The best strategy is for governments to work with society to develop solutions and redesign systems.

Melanson and Gallant

The New Brunswick government has an opportunity to embrace open data, according to Nick Scott, (CBC)

If you had the power to design New Brunswick’s healthcare system, education system, elder care system, or food system, what would it look like?

What could government do to facilitate that change? Non-governmental organizations? Post-secondary institutions? The private sector? The GovMaker conference on Nov. 24 is seeking to transform citizens’ relationship with government in New Brunswick.

There is a growing movement to open government; to advance citizen engagement and create a more participatory democracy, while making data open to drive evidence-based decision making and public service enhancements.

This innovation is being driven at all levels, from the international Open Government Partnership and the federal Open Government Action Plan 2.0 to the municipal and community levels.

Right now in New Brunswick, we have the opportunity to do things differently and be a world leader.

The beginning of a new provincial government term presents a prime opportunity to do just that, especially when these changes align with its platform.

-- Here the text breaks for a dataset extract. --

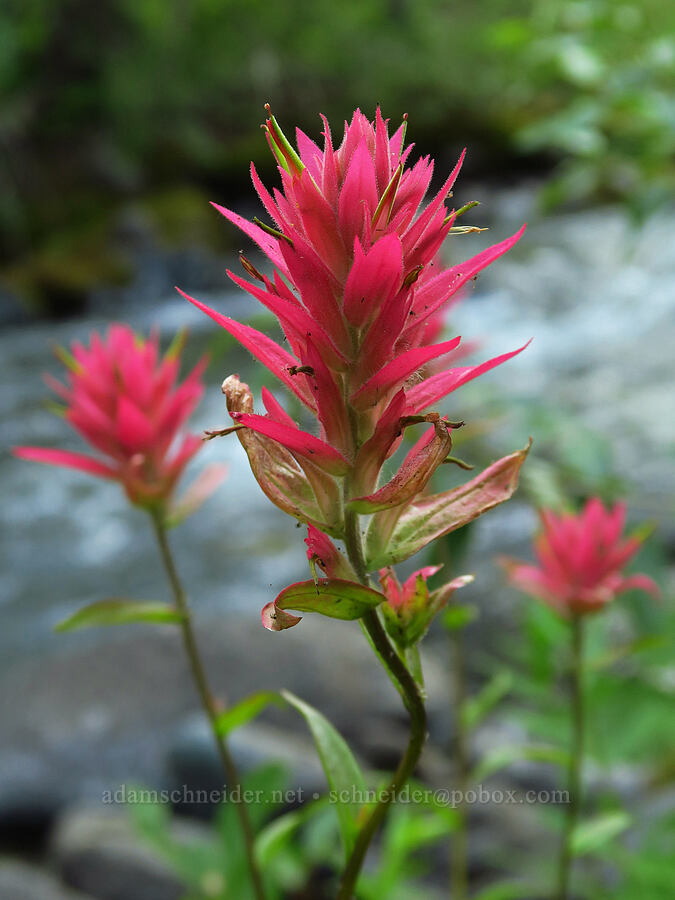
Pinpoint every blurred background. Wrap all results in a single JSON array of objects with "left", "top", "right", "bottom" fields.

Our government can update infrastructure to support opening data, and make the necessary policy changes to protect citizen privacy while maximizing the value of data.

Data as a natural resource

Data is the natural resource of the knowledge economy.

If New Brunswick is going to thrive in the information age, it needs to get proactive about open data.

The new government can be more participatory, collaborative and pursue policy innovations by developing methods and systems to facilitate cooperation across sectors.

‘Essentially, open data can help improve services and make your life better.’– Nick Scott

An example of an innovative method is a policy/social innovation lab. These labs work to foster greater collaboration by bringing together governments, foundations, corporations, non-governmental organizations, academia and the greater community to help unravel complex problems from the citizen’s perspective.

The new government can be more transparent and empower citizens by making data available. GovLab defines open data as, “a publicly available data that can be universally and readily accessed, used, and redistributed free of charge. Open data is released in ways that protects private, personal, or proprietary information. It is structured for usability and computability.”

You can do innovative things with open data.

A few tangible examples of open data you are already using include: weather data, public transit information and global position system (GPS) data.

Some data that is open in many other jurisdictions include energy and water consumption data, restaurant inspection data and for an individual’s personal use; personal health data.

Estonia has completely put data ownership in the hands of its citizens.

Furthermore, the ease of open data allows academic researchers to generate knowledge, citizens to derive social value, governments to become more effective, and businesses to produce economic value.

Essentially, open data can help improve services and make your life better.

We have heard the doom and gloom news reports about New Brunswick. Now imagine New Brunswick as the No. 1 innovator and implementer of open government and open data.

Open data

The New Brunswick Social Policy Research Network is hosting the GovMaker Conference on Nov. 24 and 25 in Fredericton, focused on the importance of open data and the citizen’s role as a GovMaker.